The Monday Book – The Risen

Today’s review is by Paul Garrett

Bill and Eugene are brothers living with their widowed mother in Sylva, NC. One is destined to become a renown neurosurgeon. The other is destined to ruin his life with drink. But in 1969 that is all in the future, as the two boys, out for their usual Sunday afternoon fishing trip on the Tuckaseegee river, run across Ligeia, a party girl who is visiting from Daytona Beach. It is not a pleasure trip. She has been banished to the Appalachians by her parents who can’t cope with her wild ways. Ligeia ensnares the two boys; one a junior in high school and the other a college freshman, in a web of deceit and lawbreaking.

She suddenly disappears, only to just as suddenly reappear decades later to drive a wedge between the two men as they are made to face their past, the legacy of their overbearing Grandfather, and the tragic effect she has had on their lives.

In The Risen (Harper Collins, 2016) Ron Rash has written a book that moves like a kayak on the Class V rapids of a mountain river. He is known for writing close to the land and this book is no different, set deep in the Appalachians only a stone’s throw from the campus of Western Carolina University where he currently teaches.

Ligeia is named after a character in an Edgar Allen Poe story about a woman with strange powers who comes back from the dead. The Ligeia in this novel seems to have an allure which Eugene is powerless to resist. Her return has catastrophic consequences for both Eugene and his brother.
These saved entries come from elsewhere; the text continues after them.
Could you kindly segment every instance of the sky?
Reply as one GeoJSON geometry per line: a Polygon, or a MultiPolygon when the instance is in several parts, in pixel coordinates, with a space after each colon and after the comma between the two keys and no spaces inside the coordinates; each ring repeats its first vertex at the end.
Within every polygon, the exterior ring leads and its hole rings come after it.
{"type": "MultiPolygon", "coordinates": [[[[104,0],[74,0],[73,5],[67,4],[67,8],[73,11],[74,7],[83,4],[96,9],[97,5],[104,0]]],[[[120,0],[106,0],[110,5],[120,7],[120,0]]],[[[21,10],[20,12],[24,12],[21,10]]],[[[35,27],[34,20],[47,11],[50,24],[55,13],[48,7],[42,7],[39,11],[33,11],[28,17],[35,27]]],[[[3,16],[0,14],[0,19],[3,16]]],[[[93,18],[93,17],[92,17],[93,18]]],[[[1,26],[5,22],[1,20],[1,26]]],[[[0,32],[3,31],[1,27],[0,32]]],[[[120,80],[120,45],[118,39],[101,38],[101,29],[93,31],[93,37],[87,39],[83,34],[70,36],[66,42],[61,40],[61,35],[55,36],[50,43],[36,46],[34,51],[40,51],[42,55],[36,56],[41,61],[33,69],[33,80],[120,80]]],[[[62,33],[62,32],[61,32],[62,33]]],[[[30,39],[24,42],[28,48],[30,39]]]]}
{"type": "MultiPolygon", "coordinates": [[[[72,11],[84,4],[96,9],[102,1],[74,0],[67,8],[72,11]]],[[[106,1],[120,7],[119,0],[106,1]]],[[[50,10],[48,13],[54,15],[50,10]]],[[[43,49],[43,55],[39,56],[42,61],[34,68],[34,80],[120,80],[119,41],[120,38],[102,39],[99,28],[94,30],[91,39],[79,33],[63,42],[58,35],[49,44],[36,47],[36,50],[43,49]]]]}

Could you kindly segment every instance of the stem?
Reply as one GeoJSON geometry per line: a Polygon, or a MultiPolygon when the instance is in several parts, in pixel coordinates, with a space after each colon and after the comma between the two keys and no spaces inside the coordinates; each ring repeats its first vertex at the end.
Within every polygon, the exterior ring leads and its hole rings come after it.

With stories like Speckled Trout, Above the Waterfall, Saints at the River, and in my opinion, his best effort, One Foot in Eden, which is about the flooding of the idyllic Jocassee Valley by Duke Power Company (now Duke Energy) in 1972, bodies of water, especially rivers are a constant theme in Rash’s works. Water can symbolize many things in literature. In The Risen, the river seems to symbolize the fact that life is constantly moving in one direction only and even though one may recognize the mistakes of the past, it is impossible to go back and correct them no matter how hard they try. One has only to live with the consequences.